Este vendrá a ser el décimo galardón conseguido por un jugador en la disciplina del Madrid, que empata así con el Barcelona en número de trofeos.

Modric consideró “un honor” ganar el premio tras diez triunfos consecutivos de “dos inmensos jugadores” como Messi y Ronaldo.

“Algo extraordinario he tenido que hacer en este 2018, el año de todos mis sueños”, dijo el madridista, que señaló que la clave del éxito es “el trabajo, la persistencia y creer en uno mismo”.

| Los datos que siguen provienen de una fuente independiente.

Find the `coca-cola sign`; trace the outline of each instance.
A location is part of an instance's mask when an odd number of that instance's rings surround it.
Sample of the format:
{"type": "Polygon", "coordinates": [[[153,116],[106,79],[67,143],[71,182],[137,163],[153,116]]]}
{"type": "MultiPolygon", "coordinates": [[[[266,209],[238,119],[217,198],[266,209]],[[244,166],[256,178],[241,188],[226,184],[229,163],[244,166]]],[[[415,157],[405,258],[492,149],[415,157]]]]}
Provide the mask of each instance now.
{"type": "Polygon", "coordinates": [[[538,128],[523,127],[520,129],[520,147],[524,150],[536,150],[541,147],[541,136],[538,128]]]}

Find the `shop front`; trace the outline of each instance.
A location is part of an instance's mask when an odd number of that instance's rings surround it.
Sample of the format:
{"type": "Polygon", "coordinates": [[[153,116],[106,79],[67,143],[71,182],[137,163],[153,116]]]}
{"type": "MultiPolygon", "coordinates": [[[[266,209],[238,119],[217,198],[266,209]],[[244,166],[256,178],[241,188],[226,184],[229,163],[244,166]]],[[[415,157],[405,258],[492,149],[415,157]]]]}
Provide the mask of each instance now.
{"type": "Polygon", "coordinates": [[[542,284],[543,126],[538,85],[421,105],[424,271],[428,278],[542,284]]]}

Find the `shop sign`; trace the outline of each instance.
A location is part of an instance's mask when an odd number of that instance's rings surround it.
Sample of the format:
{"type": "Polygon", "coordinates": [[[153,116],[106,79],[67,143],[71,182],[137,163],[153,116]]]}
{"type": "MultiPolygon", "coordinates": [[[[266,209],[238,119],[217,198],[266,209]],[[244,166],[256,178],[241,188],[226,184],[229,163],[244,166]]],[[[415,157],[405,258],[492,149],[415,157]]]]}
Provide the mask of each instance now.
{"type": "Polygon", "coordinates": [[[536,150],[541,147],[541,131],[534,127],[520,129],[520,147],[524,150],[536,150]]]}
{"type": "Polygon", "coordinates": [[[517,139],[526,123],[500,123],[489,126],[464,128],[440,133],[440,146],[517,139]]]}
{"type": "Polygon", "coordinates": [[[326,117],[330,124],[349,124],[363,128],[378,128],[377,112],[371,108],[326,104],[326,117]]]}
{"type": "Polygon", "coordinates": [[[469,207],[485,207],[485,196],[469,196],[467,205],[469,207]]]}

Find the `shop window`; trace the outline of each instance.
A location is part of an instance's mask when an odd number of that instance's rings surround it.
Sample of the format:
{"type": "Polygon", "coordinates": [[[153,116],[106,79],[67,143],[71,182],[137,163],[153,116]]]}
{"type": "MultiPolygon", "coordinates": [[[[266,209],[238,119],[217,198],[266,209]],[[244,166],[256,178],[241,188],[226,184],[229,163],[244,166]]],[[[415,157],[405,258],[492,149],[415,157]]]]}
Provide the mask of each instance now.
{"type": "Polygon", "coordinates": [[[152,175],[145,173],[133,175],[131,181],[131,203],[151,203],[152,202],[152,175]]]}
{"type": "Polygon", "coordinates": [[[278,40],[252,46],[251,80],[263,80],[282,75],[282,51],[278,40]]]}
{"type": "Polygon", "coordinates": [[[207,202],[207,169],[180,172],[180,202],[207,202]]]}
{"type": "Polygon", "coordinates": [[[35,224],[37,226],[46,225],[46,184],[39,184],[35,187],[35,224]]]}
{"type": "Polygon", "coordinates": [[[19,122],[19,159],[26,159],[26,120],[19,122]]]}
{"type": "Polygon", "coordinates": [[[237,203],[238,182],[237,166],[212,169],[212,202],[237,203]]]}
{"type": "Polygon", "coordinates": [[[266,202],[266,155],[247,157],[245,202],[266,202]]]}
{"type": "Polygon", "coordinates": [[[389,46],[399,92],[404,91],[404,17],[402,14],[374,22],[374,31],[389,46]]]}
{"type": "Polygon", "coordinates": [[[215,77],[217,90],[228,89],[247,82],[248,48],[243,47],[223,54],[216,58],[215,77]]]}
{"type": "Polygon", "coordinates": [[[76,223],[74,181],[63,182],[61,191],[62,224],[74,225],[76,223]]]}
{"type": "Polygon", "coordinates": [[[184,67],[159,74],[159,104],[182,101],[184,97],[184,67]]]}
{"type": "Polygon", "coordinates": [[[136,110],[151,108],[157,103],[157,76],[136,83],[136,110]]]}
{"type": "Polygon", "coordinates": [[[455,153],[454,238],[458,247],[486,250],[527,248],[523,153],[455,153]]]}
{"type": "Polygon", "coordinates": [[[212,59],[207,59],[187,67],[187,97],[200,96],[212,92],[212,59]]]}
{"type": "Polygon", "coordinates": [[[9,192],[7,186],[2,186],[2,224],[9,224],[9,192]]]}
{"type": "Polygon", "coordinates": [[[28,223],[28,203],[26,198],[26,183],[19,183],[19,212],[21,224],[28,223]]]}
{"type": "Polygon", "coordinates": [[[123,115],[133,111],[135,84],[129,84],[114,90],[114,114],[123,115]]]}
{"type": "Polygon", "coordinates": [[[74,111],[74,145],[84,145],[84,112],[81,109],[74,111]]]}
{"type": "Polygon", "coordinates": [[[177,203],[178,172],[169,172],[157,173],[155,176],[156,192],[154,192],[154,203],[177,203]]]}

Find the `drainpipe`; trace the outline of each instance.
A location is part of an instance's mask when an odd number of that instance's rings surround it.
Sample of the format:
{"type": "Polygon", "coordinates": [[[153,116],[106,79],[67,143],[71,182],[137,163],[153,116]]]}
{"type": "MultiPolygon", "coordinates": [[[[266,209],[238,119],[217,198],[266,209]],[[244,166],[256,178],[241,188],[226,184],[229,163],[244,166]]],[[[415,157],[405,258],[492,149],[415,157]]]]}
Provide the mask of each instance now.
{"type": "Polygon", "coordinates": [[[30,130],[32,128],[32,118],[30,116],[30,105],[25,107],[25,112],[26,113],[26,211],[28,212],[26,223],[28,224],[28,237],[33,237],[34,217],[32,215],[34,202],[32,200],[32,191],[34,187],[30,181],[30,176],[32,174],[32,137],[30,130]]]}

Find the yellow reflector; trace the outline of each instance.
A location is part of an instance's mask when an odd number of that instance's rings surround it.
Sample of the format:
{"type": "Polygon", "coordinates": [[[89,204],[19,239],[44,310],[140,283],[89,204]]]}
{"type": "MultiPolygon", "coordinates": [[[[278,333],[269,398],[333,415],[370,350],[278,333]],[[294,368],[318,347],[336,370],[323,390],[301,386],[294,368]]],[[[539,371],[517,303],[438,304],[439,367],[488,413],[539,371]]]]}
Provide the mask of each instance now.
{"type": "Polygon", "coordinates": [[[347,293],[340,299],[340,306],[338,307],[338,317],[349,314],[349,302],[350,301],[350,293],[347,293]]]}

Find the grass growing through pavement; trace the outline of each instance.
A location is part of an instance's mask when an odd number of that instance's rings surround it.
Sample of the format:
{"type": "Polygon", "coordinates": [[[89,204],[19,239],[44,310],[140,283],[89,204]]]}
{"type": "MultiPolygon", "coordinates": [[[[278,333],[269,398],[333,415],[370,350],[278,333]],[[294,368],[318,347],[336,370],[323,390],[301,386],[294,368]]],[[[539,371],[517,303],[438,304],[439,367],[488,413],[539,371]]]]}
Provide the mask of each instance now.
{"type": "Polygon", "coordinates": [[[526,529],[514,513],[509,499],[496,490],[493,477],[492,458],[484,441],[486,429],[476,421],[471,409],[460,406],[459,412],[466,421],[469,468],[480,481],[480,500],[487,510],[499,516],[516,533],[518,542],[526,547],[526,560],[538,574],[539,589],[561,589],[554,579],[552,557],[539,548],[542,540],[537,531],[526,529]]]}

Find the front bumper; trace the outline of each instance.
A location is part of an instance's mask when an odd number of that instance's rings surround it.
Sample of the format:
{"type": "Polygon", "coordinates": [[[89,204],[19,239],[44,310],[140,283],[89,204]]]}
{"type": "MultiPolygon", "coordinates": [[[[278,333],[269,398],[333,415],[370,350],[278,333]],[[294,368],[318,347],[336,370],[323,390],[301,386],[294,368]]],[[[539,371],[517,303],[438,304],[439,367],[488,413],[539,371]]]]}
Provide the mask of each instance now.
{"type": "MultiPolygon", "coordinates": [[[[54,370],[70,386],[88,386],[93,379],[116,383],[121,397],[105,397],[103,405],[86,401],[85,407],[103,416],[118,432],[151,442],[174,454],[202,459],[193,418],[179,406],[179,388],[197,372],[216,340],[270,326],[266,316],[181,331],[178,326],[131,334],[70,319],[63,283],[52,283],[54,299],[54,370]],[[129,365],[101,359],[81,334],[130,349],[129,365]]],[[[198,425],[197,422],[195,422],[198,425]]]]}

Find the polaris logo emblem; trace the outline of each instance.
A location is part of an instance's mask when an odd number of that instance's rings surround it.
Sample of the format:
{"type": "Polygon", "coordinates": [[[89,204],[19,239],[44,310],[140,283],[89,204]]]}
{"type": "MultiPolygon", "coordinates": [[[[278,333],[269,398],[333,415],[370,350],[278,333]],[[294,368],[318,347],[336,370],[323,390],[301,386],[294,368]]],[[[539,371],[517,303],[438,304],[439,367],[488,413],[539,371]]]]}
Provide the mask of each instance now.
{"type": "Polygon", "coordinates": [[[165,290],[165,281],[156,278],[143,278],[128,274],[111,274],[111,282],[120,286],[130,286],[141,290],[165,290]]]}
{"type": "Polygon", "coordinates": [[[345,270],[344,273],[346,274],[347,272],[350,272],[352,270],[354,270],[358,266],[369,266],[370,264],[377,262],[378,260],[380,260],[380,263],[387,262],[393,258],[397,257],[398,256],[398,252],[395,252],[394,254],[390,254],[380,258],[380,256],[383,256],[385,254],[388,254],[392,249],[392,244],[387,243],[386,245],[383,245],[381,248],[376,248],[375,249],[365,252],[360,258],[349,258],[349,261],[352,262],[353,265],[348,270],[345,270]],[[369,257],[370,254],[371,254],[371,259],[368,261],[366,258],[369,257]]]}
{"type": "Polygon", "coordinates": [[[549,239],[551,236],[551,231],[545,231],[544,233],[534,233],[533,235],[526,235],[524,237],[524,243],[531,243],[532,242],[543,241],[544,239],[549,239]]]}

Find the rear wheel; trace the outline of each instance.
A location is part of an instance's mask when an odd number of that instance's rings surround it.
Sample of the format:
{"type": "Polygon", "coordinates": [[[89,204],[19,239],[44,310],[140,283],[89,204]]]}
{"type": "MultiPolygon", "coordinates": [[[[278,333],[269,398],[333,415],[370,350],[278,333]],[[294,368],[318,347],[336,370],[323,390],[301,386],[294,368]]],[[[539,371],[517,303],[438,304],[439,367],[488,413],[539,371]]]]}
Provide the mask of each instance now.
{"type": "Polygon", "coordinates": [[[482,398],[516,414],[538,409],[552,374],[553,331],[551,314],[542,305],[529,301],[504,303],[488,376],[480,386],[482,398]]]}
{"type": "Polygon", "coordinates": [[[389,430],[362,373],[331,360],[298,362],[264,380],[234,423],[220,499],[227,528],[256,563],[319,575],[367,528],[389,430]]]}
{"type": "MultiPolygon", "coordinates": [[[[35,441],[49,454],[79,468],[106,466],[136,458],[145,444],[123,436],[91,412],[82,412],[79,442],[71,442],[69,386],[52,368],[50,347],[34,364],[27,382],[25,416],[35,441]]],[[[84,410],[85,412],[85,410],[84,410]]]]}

El presidente del Real Madrid, Florentino Pérez, acompañó a Modric en el estrado y aseguró que “hay una historia de amor entre el Balón de Oro y el Madrid” y se mostró convencido “de que seguirá en el futuro”.

Modric a sus 33 años logra así el prestigioso premio creado en 1956 por la revista “France Football” al de mejor jugador de la FIFA y mejor jugador de la UEFA.